RISHI SUNAK was accused of desperate scaremongering as he claimed Labour leader Sir Keir Starmer would risk national security and embolden Russia’s Vladimir Putin today.
The straw-clutching Prime Minister said Labour’s position on defence sent the wrong message at a time when the world was facing “one of the most dangerous periods we’ve ever known.”
He said the country faced threats over the next five years from an “axis of authoritarian powers,” extremists seeking to sow division at home, artificial intelligence and global forces imperilling people’s financial security.
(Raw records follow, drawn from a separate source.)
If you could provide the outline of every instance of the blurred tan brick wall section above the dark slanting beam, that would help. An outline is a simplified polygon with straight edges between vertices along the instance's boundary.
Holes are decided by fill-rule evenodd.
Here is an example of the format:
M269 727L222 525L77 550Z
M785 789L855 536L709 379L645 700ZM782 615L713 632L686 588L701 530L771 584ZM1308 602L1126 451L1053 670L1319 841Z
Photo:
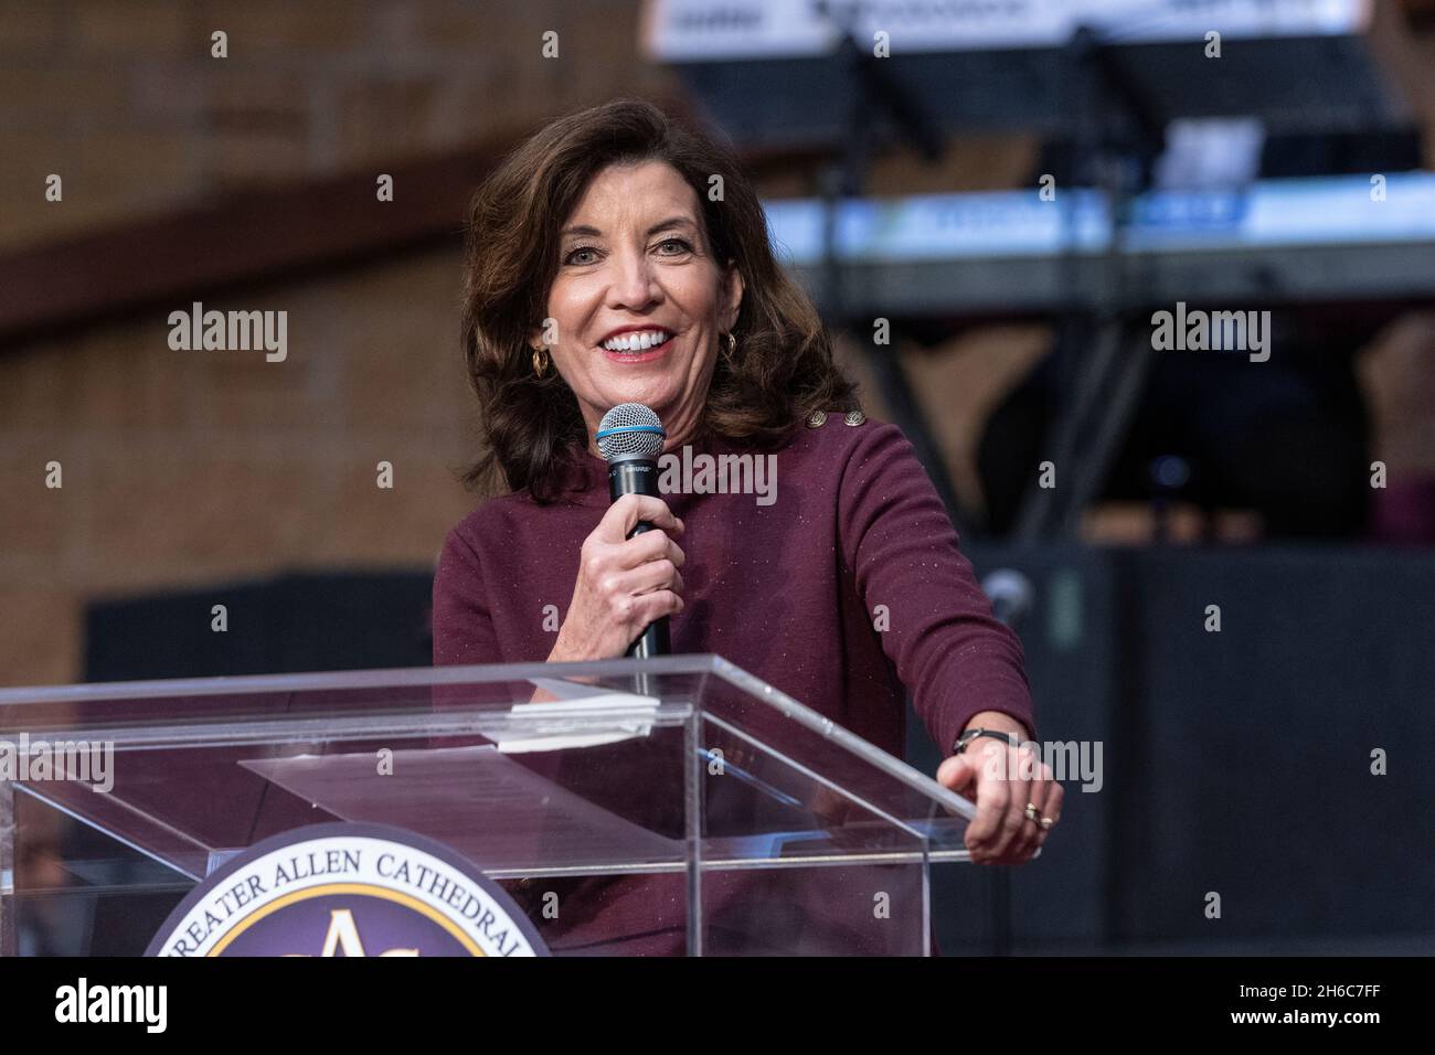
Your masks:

Mr Sunak also hit out at the “unprincipled” Labour leader over the defection of former Tory MP for Dover Natalie Elphicke, who has held an anti-strike stance and reportedly lobbied a minister to interfere in her then-husband’s sex offences trial.
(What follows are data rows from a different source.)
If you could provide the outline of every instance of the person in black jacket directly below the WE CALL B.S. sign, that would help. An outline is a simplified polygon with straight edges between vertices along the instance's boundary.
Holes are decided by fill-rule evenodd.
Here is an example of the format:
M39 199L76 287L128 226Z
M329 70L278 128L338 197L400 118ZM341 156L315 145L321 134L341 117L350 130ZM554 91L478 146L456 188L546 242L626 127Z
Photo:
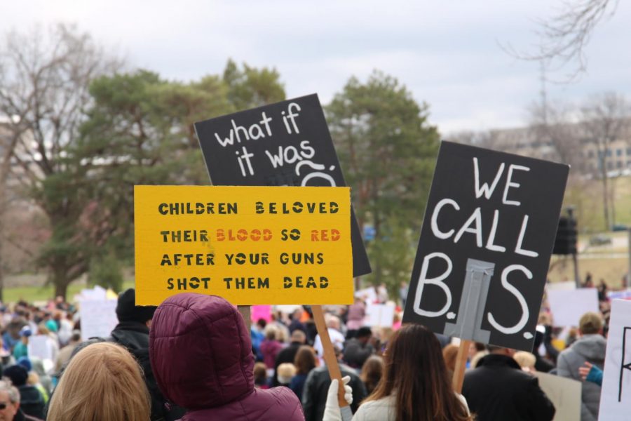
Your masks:
M555 407L537 377L524 373L514 349L491 347L464 377L462 394L477 421L550 421Z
He said: “It shows him to be completely and utterly unprincipled. This is someone who went from embracing Jeremy Corbyn to embracing Natalie Elphicke.”
Vowing to fight the next election on defence, Mr Sunak criticised Labour’s failure to meet the government plans to raise defence spending to 2.5 per cent of gross domestic product (GDP).
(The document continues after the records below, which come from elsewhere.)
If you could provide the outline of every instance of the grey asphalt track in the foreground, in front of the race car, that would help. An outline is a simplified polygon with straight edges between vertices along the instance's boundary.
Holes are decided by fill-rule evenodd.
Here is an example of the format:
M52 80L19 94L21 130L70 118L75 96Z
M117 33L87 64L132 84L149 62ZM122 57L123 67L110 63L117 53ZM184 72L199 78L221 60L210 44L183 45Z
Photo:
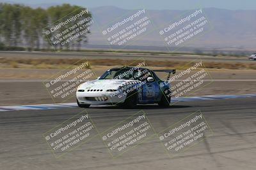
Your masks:
M60 159L51 153L42 134L84 111L3 111L0 113L0 169L255 169L256 97L179 102L170 108L156 105L136 109L88 108L99 132L137 111L147 113L157 132L200 110L214 134L186 152L170 158L159 139L150 138L113 159L99 136Z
With the Tories more than 20 points behind in the opinion polls, he said that the government’s commitment to spend 2.5 per cent of GDP on defence meant he could promise enduring support to Ukraine.
“Keir Starmer can’t stand here and make that pledge and, actually, the Labour Party and Keir Starmer not matching our investment on defence spending emboldens our adversaries,” he added.
“What do you think Putin thinks when he sees that?”
Labour has said it wants to raise defence spending to 2.5 per cent of GDP but has not set a date for that target and said it would carry out a defence review if it wins the election.
Sir Keir called Mr Sunak’s speech to the Policy Exchange think tank “his seventh reset in 18 months,” adding: “Having worked on national security in my previous role when I was director of public prosecutions, I know first-hand the importance of national security.”
TUC general secretary Paul Nowak said that the Tories’ record in government showed they were the real danger to living standards, public services and workers’ rights in this country.
“And for all Rishi Sunak’s warnings about future threats — he’s still refusing to bring forward legislation to protect workers from discrimination and exploitation due to misuse of AI,” he said.
“While the likes of the US and EU are putting legal guardrails in place to make sure AI can be used safely in the workplace our government has done nothing.”
The union federation, which last month published a “ready-to-go” expert legal blueprint for regulating AI in the workplace, says employment law is failing to keep pace with the rapid speed of technological change, leaving many workers vulnerable to exploitation and discrimination.
A spokesman for Momentum said: “This was another desperate speech from a Prime Minister and a Conservative Party who have run out road.
“Fourteen years of Tory austerity and privatisation have broken Britain and voters are sick and tired of it. Sunak’s scaremongering is convincing no-one, as the latest election results show.
“Now we need a real Labour alternative based on public investment and public ownership, not more of the same.”
Responding to his speech, Campaign for Nuclear Disarmament general secretary Kate Hudson said: “The Prime Minister is right to say that nuclear dangers are at their highest since the Cuban missile crisis, yet his own government — and previous Tory governments — have done so much to increase that danger.”
She said former PM Boris Johnson in 2021 announced a 40 per cent increase in Britain’s nuclear arsenal, five years after Theresa May’s government oversaw the agreement to replace Britain's current nuclear weapons system Trident.
“Both of those decisions break international law and ride roughshod over Britain’s obligation to disarm under the nuclear Non-Proliferation Treaty,” said Ms Hudson.
“Equally dangerous and foolhardy is the government’s silent acquiescence in the US deployment of its own nuclear weapons to Britain, planned for return to Lakenheath for the first time since 2008.
“This has already led to Russia’s decision to site its own nuclear weapons in Belarus.”
New Ipsos polling shows three in four Britons think it is unlikely Mr Sunak will win the next election.